Avoiding Penalties and Doing Right by Employees and the Business
Pickerill says that failing to follow any of these guidelines means that some operators could be at risk of paying several hundreds of thousands of dollars in penalties. For example, the New York City Council passed a five-bill package called “Fair Work Week,” which states that fast food establishments could face $500 penalties for the first violation of these standards and up to $1,000 penalties for multiple violations.
Additionally, employees can file for private civil action for damages and legal fees for up to two years after the alleged violation. This makes it critical for restaurants to not only follow the law, but to ensure scheduling practices are followed. For this reason, many brands are relying on technology that can be configured to take all the legal parameters into consideration, along with employer and employee preferences, to automatically generate an optimized schedule each time.

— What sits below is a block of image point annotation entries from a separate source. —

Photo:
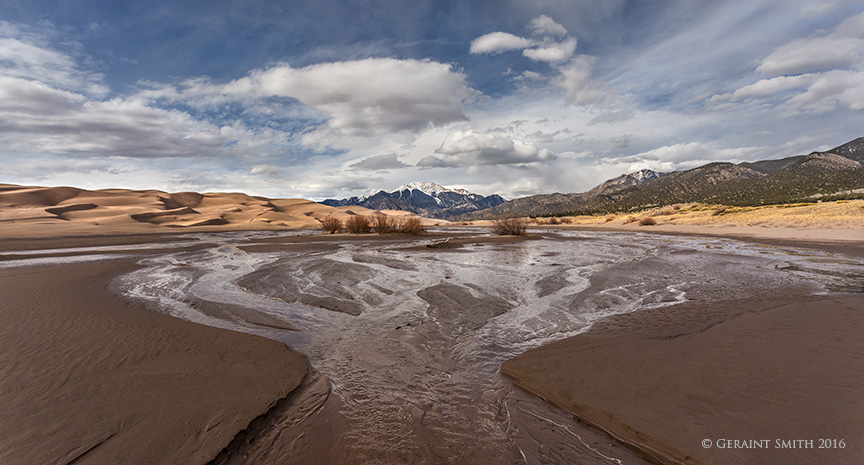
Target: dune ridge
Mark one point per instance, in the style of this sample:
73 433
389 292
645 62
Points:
42 211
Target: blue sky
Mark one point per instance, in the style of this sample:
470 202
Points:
336 98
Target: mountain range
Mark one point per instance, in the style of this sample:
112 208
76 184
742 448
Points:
425 199
836 173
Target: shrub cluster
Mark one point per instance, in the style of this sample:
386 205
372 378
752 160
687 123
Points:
358 224
510 226
411 225
383 224
331 225
647 221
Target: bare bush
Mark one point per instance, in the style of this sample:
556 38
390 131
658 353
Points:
510 226
358 224
331 225
383 224
411 225
647 221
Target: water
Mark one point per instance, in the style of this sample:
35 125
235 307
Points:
407 341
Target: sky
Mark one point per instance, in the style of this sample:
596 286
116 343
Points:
334 98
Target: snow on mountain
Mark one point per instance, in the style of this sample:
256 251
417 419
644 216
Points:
424 198
429 188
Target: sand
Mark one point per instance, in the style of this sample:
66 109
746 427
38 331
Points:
664 380
91 378
27 211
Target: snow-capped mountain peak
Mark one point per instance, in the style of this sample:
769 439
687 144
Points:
644 175
424 198
429 188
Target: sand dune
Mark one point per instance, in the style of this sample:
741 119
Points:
47 211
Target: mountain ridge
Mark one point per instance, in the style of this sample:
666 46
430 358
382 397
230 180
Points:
425 198
786 180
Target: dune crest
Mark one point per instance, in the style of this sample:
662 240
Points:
45 211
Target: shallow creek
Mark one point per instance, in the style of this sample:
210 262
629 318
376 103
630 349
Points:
405 342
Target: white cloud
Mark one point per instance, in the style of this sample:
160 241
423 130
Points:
383 162
544 25
26 56
469 148
361 98
264 170
831 89
767 87
576 81
553 52
497 42
38 118
808 55
815 74
684 156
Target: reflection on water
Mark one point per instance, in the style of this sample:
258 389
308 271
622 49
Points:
408 340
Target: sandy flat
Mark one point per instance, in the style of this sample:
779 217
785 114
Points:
664 380
91 378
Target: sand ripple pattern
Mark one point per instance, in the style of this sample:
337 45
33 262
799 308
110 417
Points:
411 339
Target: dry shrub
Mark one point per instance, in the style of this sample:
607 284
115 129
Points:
331 225
510 226
383 224
647 221
411 225
358 224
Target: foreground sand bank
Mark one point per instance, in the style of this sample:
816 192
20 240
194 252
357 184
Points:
665 380
91 378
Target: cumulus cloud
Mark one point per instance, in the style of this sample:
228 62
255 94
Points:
552 52
497 42
815 74
553 47
544 25
469 148
38 118
387 161
684 156
579 87
612 116
264 170
358 98
808 55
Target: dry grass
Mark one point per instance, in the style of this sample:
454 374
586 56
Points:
331 225
358 224
510 226
647 221
383 224
411 225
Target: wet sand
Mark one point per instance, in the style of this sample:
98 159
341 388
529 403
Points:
402 386
787 366
89 377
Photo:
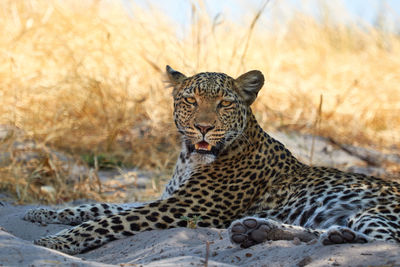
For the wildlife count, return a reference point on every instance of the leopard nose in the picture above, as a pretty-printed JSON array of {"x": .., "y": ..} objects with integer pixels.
[{"x": 204, "y": 128}]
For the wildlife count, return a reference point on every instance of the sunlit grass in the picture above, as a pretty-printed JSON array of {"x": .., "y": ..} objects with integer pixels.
[{"x": 86, "y": 77}]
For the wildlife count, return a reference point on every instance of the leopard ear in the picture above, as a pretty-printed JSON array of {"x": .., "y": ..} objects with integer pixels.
[
  {"x": 175, "y": 77},
  {"x": 249, "y": 84}
]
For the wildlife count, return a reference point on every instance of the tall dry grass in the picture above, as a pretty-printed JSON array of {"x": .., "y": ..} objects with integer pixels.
[{"x": 87, "y": 77}]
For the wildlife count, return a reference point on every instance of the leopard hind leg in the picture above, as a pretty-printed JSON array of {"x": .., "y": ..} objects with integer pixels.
[
  {"x": 75, "y": 215},
  {"x": 380, "y": 222}
]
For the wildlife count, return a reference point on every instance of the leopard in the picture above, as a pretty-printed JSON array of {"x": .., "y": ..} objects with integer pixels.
[{"x": 233, "y": 175}]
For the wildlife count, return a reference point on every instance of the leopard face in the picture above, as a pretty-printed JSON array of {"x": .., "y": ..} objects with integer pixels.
[{"x": 211, "y": 110}]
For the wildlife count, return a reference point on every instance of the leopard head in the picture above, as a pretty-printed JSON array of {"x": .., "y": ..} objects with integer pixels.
[{"x": 211, "y": 109}]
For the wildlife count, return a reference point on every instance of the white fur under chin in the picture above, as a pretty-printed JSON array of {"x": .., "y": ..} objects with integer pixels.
[{"x": 202, "y": 159}]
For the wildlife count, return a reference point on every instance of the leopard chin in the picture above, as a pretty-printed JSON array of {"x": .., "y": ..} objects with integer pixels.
[{"x": 202, "y": 158}]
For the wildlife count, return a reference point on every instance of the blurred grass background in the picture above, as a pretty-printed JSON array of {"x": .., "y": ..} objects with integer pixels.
[{"x": 87, "y": 78}]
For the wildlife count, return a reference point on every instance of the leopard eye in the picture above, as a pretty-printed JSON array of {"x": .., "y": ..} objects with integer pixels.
[
  {"x": 190, "y": 100},
  {"x": 225, "y": 103}
]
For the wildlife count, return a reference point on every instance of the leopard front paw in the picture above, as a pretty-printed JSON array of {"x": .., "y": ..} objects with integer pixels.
[
  {"x": 59, "y": 243},
  {"x": 251, "y": 231},
  {"x": 339, "y": 235}
]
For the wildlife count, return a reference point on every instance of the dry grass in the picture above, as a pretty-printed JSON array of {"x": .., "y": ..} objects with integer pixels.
[{"x": 85, "y": 77}]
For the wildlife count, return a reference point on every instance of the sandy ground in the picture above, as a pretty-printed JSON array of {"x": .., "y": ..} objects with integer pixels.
[
  {"x": 187, "y": 247},
  {"x": 180, "y": 247}
]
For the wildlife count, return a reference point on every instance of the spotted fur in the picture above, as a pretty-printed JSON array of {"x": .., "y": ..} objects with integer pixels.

So how can restaurants prepare without hampering operations? One strategy is to use digital scheduling solutions with robust features, like the ones available through HotSchedules’ new cloud-based intelligent back office platform, Clarifi. The Labor module can be configured to address the provisions under predictive scheduling legislation with configurable labor rules, manager alerts to potential compliance violations, shift transaction reporting, and continuous electronic documentation.
“Simply posting and changing the schedule on a spreadsheet or on a paper schedule might make it difficult to meet the standards around legal documentation,” Pickerill says. “Posting the schedule in cloud-based scheduling software and sending the schedules to employees via email or an app provides time-stamped data. Having an application or online tool that timestamps when the employee signs off on voluntary shift modifications and swaps is considered documentation. When it comes to alternative methods of scheduling, operators need to ask themselves whether it’s possible to meet documentation requirements or provide proof of scheduling and shift transaction documentation if there’s a class-action lawsuit.”
With increasing restrictions, as well as customer scrutiny, restaurants can no longer afford to ignore predictive scheduling. Additionally, with a shrinking restaurant labor pool, scheduling has become an even more important piece of employee retention. Though predictive scheduling means operators have to take additional steps to make sure their schedules—and the changes in those schedules—are handled according to the provisions in the law.
“The number of conversations we’re having with customers who want to get ahead of these predictive scheduling regulations grows every week,” Pickerill says. “There’s no sticking your head in the sand on this one. In fact, we’ve seen some customers actually rolling out the provisions company-wide because they see the value in it for their employees. That kind of proactive planning and rollout of new labor compliance processes is easier to manage with the right partner, proven technology and robust predictive scheduling features.”